The paper Human-competitive tagging using automatic keyphrase extraction, co-authored with Eibe Frank and Ian Witten, was accepted for the EMNLP conference (Conference on Empirical Methods in Natural Language Processing) in Singapore this August.
In this paper, we evaluate the tagging quality of the users of the collaborative platform CiteULike using traditional methods. The inter-indexer consistency compares how well human taggers agree with their co-taggers on what tags should be assigned to a particular document. The higher the agreement, the higher the usefulness of the assigned tags.
The consistency of CiteULike's taggers resembles the power-low distribution, with a few users achieving high consistency values and a long tail of inconsistent taggers. On average, the taggers are 19% consistent with each other. Based on the consistency values we identify a group of best performing taggers and use them as a gold standard to evaluate an automatic tagging technique. There are 35 such taggers, who achieve an average consistency of 38%.

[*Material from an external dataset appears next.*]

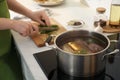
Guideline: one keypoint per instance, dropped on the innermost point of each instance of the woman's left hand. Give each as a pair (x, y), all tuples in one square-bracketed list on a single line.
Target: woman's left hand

Next, we apply the keyphrase extraction algorithm Kea and the topic indexing algorithm Maui to the documents tagged by these users and compare the automatically assigned tags to those assigned by humans. Maui's consistency with all taggers is 24%, 5 percentage points higher than that of humans. Maui's consistency with best taggers is 35%. Slightly less than their consistency with each other, but still better than that of 17 out of 35 taggers.
The approach is a combination of machine learning and statistical and linguistic analysis of words and phrases that appear in the documents. Maui also uses the online encyclopaedia Wikipedia as a knowledge base for computing semantic information about words.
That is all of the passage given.